The National Portrait Gallery has an identity opportunity. One might be tempted to call it a problem if Kim Sajet weren’t at the helm.
“Just because we’re historic doesn’t mean we need to be old and boring . . . we’re not,” Sajet said. “One of the things I never understood is why we think of history in the past. Every time we look at a painting, we’re looking at it in the present. In a sense, everything is contemporary.”
That forward-thinking vision made Sajet, 47, what Smithsonian officials have called the “obvious successor” to Martin E. Sullivan, who stepped down due to health concerns in May. The Smithsonian poached Sajet from the Historical Society of Pennsylvania, where she was chief executive and president. By all accounts, she’s skilled at making the old become new, eager to shed the stodgy associations that sometimes accompany the word “portraiture.”
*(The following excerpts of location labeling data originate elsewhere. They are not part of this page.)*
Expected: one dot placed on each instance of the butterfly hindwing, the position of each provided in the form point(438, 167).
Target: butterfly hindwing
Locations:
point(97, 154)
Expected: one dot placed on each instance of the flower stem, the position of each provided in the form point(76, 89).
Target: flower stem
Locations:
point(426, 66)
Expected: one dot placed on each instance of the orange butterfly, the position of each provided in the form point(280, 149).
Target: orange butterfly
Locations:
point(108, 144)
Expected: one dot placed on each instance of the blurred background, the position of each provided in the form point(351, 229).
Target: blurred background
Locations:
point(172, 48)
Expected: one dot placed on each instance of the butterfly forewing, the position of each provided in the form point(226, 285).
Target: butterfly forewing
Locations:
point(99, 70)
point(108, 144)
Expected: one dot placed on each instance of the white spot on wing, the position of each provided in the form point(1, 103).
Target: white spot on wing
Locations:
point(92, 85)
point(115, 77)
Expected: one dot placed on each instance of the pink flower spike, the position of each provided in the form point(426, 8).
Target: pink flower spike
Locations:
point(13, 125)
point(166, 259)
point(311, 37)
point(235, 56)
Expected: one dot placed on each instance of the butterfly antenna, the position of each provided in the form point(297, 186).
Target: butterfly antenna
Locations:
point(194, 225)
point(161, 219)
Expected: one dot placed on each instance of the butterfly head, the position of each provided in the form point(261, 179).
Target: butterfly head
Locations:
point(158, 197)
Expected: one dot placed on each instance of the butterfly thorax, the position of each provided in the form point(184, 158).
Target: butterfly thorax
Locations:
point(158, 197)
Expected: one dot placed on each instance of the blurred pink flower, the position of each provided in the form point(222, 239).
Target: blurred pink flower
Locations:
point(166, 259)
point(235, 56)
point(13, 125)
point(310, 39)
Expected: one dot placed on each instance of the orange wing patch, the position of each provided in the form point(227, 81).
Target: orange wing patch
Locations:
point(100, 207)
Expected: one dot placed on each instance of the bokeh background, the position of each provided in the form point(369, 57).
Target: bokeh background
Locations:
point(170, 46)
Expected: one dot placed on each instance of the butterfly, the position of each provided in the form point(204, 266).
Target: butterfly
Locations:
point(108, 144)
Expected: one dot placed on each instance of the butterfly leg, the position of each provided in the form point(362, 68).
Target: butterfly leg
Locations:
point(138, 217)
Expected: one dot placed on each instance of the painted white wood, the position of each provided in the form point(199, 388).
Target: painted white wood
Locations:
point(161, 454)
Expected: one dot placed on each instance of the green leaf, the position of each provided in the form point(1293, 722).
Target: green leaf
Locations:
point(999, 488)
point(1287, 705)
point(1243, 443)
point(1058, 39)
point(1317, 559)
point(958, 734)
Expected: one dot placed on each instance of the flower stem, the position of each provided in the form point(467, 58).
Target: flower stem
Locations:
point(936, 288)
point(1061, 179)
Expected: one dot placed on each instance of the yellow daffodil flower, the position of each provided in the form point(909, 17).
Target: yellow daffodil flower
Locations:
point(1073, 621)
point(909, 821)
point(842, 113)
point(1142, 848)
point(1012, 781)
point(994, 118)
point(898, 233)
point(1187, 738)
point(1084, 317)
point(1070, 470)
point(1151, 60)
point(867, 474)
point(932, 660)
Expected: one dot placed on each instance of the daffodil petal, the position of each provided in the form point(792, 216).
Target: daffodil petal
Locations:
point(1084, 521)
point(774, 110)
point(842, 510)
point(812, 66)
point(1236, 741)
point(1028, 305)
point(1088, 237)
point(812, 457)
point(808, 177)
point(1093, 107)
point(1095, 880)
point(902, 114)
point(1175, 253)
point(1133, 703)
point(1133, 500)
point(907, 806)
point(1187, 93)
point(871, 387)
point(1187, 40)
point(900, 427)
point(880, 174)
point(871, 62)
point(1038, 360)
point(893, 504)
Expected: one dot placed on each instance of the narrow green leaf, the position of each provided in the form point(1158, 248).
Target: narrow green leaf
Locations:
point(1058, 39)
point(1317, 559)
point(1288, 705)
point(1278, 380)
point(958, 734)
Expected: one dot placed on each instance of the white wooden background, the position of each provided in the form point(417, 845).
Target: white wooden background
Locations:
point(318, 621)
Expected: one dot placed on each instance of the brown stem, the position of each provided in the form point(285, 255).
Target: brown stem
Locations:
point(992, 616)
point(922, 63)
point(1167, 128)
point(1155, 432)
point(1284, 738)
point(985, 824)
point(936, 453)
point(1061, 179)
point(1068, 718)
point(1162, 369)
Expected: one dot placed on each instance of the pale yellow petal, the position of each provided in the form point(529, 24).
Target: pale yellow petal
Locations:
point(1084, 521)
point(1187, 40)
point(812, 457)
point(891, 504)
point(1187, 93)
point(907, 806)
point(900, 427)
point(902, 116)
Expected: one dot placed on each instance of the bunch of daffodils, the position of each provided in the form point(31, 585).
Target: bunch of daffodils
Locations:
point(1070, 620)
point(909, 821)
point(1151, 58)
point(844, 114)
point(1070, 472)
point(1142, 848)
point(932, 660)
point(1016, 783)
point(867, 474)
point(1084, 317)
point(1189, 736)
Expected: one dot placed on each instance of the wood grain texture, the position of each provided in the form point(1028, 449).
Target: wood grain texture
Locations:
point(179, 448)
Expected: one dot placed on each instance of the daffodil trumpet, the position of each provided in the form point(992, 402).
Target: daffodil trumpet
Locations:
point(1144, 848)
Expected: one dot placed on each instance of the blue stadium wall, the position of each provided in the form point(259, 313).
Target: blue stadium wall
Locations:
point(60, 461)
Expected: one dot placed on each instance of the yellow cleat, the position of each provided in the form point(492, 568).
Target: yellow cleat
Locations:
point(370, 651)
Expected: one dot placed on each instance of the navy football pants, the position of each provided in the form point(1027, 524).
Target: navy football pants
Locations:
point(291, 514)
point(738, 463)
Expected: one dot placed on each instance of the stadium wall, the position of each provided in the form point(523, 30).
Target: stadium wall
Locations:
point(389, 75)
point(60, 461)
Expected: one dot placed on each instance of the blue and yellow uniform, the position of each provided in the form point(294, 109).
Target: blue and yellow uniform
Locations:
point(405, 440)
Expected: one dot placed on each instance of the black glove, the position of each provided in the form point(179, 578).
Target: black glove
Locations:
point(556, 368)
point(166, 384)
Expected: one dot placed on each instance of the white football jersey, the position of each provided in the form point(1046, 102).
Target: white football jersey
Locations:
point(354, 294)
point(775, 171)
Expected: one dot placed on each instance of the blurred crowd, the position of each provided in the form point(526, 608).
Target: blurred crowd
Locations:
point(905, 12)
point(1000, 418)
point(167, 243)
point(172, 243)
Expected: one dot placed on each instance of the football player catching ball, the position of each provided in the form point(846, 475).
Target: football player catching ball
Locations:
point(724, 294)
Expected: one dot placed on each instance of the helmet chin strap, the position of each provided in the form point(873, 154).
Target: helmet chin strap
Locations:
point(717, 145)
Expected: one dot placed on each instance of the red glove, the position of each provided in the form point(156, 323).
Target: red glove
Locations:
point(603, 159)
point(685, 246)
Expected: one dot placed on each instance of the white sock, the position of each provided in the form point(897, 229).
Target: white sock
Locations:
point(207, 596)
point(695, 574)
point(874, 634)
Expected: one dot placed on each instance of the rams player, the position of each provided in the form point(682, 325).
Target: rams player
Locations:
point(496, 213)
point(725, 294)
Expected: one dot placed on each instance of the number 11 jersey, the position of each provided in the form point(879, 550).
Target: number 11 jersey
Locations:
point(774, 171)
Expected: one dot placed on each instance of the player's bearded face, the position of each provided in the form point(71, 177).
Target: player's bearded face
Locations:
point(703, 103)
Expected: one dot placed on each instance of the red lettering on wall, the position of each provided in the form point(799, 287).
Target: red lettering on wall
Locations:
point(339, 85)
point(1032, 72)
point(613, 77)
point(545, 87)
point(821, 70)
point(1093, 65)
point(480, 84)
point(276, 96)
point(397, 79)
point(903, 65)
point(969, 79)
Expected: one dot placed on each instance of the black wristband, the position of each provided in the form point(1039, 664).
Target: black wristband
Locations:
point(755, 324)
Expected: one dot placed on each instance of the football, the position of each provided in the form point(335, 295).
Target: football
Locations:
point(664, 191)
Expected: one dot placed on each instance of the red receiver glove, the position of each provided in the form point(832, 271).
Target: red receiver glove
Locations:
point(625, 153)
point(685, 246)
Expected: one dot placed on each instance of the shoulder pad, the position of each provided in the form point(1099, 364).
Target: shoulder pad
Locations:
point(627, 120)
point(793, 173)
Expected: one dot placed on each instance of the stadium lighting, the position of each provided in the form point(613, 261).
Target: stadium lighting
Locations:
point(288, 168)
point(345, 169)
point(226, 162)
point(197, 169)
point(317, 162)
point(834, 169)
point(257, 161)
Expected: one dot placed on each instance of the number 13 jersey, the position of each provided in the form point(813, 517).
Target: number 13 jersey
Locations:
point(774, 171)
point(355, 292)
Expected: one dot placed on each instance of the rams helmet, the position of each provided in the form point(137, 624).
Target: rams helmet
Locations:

Not that the Portrait Gallery wasn’t well on its way to an image makeover in 2006, when it reopened in the revamped Old Patent Office Building at a buzzing intersection of Penn Quarter, away from the Mall’s tourist trail. Last year, it staged the provocative exhibition “ Portraiture Now: Asian American Portraits of Encounter”in the wake of the oft-cited controversial “Hide/Seek: Difference and Desire in American Portraiture,” which became a national controversy after a video depicting ants crawling on a crucifix was removed due to complaints from Catholic groups and members of Congress.
In a time when galleries are hankering for exhibitions that feel fresh, disruptive or innovative — to use digital lingo — a gallery that specializes in history and portraiture faces an uphill battle in attracting visitors committed to the avant-garde. Like museums or performing arts centers that cater to general audiences, the Portrait Gallery must simultaneously appease those who prize tradition, as it did with the recent “1812: A Nation Emerges,” while appealing to those enigmatic millennials with iPads in their hands, as it will do in 2014 with “American Cool,” an exploration of the term and its origins.
The National Portrait Gallery staff is confident that Sajet can broaden its reach and find the delicate balance between old and new.
“She struck everybody as the candidate who should get the job right away,” said David Ward, a historian at the Portrait Gallery who was part of the committee that chose Sajet. “Charisma is a word that Washington throws around too freely, but she had a lively, energetic presence that is really striking.”
“She seems to be a strong leader,” said Dorothy Moss, curator of painting and sculpture. “She has a strong vision for the Portrait Gallery regarding issues of cultural hybridity and identity.”
That’s museumspeak for understanding changing demographics and the challenges galleries face, particularly those museums that may seem fuddy-duddy at first blush. “We’re not your grandfather’s Portrait Gallery with Chippendale’s furniture and dusty portraits,” Ward added. “Kim Sajet will amplify that.”